BL | O Luís Nascimento, o Renato Paiva, com quem fui campeão nacional de juvenis, o mister Leandro no Desportivo das Aves, com quem ganhei a Liga Revelação e que apostou e acreditou em mim. Esses foram os mais marcantes, que tiveram mais importância para mim.
ZZ | No Aves conviveu com o período mais negro do clube e com dificuldades financeiras brutais. Como é que se aguentou nessa altura?
BL | Nesse ano fiz a pré-época na equipa principal, mas não tive espaço e voltei aos sub23. Quando aquilo começou a cair, com as dificuldades que foram públicas, ainda fiquei dois meses no clube sem contrato. Mais tarde a direção quis fechar o estádio aos jogadores, falei com o mister Manta Santos e disse-lhe que já não estava com a cabeça lá. Quis sair e assim foi. Foi nessa altura que o Vasco Barão e o Pedro Alves, do Estoril, me ligaram para ir para lá.

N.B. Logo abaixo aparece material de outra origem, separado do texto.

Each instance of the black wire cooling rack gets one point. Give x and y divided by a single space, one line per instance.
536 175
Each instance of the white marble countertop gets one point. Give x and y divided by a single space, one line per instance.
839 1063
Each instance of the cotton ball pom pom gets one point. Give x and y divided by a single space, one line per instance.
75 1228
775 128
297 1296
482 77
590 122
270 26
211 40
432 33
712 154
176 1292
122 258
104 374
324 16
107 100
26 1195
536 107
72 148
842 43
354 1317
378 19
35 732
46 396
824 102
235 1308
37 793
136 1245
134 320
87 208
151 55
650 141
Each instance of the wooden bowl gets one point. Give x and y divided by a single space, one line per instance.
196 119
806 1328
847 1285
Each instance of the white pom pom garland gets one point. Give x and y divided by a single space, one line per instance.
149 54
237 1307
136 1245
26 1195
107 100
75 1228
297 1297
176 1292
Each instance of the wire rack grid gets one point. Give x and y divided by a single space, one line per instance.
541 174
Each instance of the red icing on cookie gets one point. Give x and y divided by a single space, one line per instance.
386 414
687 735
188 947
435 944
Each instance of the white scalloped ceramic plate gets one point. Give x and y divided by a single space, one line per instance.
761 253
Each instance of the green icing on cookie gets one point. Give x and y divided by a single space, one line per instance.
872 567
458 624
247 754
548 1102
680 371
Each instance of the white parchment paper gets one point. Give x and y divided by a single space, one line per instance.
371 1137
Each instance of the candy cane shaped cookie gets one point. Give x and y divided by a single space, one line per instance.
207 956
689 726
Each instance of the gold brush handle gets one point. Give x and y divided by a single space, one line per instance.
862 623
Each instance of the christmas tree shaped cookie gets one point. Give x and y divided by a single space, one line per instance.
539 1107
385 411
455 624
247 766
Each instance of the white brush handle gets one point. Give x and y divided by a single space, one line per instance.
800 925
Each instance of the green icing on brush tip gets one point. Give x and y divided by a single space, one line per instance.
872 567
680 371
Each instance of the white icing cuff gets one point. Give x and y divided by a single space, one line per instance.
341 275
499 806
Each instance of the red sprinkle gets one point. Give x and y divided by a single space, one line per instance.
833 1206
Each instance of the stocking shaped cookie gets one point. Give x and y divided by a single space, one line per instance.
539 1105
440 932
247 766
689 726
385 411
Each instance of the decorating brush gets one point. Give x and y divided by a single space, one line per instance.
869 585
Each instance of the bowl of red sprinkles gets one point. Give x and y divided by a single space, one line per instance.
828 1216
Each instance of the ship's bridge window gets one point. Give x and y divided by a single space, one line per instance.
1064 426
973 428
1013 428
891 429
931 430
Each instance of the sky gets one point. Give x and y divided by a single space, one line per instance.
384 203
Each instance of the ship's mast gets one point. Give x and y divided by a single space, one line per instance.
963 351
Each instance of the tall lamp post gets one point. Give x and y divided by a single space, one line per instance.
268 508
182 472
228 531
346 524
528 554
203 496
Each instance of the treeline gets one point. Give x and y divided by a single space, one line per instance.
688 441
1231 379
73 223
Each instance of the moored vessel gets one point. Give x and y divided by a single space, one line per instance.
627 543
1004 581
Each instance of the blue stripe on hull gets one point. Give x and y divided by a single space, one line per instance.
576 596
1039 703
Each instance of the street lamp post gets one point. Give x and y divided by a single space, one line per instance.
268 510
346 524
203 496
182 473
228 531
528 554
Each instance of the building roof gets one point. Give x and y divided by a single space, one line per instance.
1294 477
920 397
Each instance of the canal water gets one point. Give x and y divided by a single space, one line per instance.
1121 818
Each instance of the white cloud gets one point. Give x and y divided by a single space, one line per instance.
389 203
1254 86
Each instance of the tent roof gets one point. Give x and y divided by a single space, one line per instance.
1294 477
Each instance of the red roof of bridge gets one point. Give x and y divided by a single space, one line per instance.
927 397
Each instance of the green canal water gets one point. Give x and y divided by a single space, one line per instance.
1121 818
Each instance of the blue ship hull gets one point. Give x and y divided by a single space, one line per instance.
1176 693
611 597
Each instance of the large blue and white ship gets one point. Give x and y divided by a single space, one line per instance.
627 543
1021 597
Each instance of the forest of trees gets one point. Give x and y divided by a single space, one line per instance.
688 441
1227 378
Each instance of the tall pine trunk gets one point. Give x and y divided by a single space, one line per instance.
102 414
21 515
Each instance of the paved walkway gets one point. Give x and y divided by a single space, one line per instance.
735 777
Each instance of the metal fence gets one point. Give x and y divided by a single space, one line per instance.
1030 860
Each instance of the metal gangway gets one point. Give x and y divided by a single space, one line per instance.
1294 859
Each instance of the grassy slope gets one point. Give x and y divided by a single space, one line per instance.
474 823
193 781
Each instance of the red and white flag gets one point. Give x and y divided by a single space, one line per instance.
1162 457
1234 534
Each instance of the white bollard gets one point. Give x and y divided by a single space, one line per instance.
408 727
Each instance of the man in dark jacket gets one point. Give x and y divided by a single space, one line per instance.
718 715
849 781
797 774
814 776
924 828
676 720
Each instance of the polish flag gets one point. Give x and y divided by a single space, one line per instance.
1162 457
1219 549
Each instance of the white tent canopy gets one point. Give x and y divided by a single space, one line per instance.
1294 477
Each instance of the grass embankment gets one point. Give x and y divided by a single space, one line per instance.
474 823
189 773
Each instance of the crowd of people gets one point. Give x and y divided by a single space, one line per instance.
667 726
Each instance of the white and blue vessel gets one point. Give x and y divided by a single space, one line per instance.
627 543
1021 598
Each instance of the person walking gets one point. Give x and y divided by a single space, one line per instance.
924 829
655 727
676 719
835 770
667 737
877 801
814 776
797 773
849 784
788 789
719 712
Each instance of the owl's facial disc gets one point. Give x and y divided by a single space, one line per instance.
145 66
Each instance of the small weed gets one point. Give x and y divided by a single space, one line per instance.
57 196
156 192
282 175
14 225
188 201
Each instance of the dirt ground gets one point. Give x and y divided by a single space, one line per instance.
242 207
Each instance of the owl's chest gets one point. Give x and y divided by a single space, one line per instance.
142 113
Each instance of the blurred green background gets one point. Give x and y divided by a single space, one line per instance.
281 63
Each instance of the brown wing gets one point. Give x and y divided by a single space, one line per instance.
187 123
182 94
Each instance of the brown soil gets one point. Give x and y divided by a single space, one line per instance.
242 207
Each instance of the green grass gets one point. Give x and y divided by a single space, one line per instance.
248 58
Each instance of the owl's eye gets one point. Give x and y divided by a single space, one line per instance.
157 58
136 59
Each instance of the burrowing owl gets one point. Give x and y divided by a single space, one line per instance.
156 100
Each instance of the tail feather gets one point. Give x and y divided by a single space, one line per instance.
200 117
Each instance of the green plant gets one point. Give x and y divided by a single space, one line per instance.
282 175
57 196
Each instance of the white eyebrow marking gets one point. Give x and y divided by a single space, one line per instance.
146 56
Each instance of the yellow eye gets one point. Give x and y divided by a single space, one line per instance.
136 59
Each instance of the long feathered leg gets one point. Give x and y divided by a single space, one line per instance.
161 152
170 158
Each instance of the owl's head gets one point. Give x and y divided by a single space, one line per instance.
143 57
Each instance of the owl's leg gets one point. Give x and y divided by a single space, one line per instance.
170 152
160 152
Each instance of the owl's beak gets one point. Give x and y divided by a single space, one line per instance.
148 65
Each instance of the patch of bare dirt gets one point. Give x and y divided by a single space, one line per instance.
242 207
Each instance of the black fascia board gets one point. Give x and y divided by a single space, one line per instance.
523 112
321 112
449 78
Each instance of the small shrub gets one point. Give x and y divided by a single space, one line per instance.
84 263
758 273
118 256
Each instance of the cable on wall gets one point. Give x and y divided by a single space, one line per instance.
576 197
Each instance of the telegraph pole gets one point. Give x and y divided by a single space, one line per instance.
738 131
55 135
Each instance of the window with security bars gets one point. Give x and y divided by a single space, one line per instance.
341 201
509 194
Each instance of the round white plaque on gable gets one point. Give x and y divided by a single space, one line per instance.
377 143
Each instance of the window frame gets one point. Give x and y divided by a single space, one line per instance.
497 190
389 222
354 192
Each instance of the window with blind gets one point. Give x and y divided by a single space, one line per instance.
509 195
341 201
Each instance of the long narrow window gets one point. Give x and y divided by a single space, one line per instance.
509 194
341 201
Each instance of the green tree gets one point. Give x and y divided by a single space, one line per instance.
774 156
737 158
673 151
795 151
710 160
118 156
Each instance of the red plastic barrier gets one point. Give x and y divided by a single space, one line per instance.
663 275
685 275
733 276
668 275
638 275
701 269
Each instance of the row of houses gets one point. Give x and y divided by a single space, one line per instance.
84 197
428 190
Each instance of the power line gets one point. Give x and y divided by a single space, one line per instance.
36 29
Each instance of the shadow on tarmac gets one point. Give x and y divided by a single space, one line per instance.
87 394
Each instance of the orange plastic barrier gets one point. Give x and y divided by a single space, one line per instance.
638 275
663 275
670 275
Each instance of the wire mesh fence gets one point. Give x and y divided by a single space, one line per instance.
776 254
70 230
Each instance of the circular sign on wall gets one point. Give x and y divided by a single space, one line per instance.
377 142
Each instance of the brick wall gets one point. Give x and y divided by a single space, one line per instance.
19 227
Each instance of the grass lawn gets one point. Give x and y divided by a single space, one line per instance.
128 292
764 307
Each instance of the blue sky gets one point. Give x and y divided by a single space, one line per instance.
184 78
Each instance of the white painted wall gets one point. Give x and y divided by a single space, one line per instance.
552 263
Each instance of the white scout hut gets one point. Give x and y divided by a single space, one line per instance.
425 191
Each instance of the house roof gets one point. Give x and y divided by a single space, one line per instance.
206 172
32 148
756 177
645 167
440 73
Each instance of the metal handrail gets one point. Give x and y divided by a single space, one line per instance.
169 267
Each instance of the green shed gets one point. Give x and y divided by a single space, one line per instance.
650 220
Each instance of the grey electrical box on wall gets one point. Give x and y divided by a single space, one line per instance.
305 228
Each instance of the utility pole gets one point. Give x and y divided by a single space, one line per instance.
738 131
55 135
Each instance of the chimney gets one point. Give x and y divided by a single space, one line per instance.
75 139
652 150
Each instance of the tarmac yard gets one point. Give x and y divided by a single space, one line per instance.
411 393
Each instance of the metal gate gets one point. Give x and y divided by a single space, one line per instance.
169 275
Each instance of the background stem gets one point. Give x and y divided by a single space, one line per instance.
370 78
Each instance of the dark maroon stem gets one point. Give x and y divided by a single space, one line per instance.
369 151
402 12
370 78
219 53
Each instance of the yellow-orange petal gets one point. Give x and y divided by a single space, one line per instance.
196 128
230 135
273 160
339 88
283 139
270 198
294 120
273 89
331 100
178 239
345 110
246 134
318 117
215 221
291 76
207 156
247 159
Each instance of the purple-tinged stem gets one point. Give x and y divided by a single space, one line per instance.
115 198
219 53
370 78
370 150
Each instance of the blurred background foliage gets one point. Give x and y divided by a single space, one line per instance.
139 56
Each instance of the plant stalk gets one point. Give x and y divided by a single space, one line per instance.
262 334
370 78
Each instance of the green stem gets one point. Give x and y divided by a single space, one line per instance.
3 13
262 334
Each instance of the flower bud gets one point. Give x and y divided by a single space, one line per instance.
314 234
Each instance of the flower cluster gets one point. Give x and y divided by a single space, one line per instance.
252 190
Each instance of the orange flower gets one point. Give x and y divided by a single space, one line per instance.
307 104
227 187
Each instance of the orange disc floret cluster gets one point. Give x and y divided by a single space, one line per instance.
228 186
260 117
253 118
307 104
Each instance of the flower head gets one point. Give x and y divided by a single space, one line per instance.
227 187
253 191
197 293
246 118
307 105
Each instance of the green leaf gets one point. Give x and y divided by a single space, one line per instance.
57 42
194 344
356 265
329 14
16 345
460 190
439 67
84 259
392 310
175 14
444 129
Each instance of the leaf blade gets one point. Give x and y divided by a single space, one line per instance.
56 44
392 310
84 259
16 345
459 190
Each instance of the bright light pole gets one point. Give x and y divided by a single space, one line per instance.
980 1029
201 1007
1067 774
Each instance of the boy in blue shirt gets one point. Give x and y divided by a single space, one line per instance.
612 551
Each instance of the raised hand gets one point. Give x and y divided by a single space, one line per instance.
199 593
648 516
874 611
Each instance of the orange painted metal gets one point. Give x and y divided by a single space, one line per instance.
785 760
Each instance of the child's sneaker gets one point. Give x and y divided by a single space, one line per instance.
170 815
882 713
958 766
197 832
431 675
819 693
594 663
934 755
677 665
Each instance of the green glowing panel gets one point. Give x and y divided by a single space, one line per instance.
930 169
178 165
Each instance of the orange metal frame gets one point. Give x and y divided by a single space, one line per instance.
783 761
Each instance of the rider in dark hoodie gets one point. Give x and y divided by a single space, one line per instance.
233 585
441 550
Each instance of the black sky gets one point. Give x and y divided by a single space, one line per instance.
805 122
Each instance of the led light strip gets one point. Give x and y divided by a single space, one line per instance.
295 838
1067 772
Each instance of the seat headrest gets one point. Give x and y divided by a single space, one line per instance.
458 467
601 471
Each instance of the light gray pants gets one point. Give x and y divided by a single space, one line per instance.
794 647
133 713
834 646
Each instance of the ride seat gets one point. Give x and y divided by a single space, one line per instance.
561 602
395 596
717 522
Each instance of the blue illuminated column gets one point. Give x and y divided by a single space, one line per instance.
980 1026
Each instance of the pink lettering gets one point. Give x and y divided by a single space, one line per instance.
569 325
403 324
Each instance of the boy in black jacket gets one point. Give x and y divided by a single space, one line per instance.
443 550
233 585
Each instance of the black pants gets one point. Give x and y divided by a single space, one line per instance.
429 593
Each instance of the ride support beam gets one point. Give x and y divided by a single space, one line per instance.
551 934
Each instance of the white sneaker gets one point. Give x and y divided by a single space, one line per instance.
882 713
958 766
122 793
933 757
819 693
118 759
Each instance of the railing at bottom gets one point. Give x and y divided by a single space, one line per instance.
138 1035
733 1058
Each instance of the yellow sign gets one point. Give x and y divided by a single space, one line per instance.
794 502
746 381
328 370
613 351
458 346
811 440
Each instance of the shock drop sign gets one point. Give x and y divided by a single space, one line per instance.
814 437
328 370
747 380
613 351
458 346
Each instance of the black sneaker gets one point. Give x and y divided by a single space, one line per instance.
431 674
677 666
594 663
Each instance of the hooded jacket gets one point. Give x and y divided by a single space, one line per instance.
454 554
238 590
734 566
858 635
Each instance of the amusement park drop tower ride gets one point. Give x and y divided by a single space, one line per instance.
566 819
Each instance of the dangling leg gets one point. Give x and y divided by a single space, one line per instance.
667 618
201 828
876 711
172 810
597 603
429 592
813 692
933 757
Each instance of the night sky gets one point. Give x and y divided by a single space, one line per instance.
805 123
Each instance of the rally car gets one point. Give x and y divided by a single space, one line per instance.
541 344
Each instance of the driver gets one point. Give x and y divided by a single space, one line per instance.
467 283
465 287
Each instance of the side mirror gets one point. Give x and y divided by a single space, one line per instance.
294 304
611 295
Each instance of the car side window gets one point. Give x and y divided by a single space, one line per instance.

ZZ | Como é que se aguentou nas Aves com tantos salários em atraso? Precisou da ajuda dos seus pais?
BL | Eles não tiveram de me ajudar, mas o dinheiro que me chegava de um mês em atraso tinha de durar. Sabia que o próximo dinheiro a entrar ia demorar. Estava na residência, jantava juntamente com os meus colegas, estávamos a fazer um sacrifício para dignificar e honrar o Desportivo das Aves. Joguei cinco ou seis jogos na I Liga, a entrar. Não é a mesma coisa do que entrar de início. Dei um passo ao lado e aceitei ir para a II Liga com o Estoril. Fiquei perto da família e dos amigos.
ZZ | Como é o Bruno fora do futebol, quais são os seus outros prazeres?
BL | Gosto de estar em casa, de ir à praia, de passear com a minha namorada, sou muito reservado e pacato. Gosto de brincar e falar com os amigos, de desabafar, de ir ao cinema e de estar na esplanada com eles. Tenho a Mel, a minha cadela de estimação, e gosto muito de viajar também.
ZZ | Tem 31 internacionalizações pelas seleções jovens de Portugal.
BL | Até aos sub18, isso mesmo. Comecei nos sub16. Deixei de ir quando saí do Benfica e fui para o Montalegre. Perdi visibilidade. Lembro-me da grande ajuda que tive por parte do mister Filipe Ramos, uma pessoa exigente e divertida.
ZZ | Tem saudades de vestir a camisola das quinas?
BL | Muitas saudades. É um privilégio poder vestir e honrar a camisola do nosso país.
ZZ | Este verão, o Estoril Praia vendeu o Arthur ao Sporting e o André Franco ao FC Porto. O que nos pode dizer sobre os seus ex-colegas de equipa?BL | Conheço-os bem. Quando saí do Desportivo das Aves, a primeira pessoa a quem mandei mensagem a perguntar como era o Estoril foi o André Franco. Foi mérito deles, individual, mereceram. Têm muito a dar ao futebol português.
ZZ | O André Franco até é um atleta com características parecidas com as suas.
BL | Sim, é [risos]. O André é tecnicamente muito evoluído, andávamos sempre juntos, mesmo nos treinos, a bater livres, penáltis. No balneário falávamos sobre coisas que podíamos fazer dentro do campo, ele descaía para a linha e eu ia para dentro… foi bom tê-lo na equipa e continuo a desfrutar do futebol do André.
ZZ | Agora estão os dois a viver no Porto. Têm estado juntos?
BL | Ainda não tivemos essa oportunidade, mas a cidade não é grande e estaremos em breve.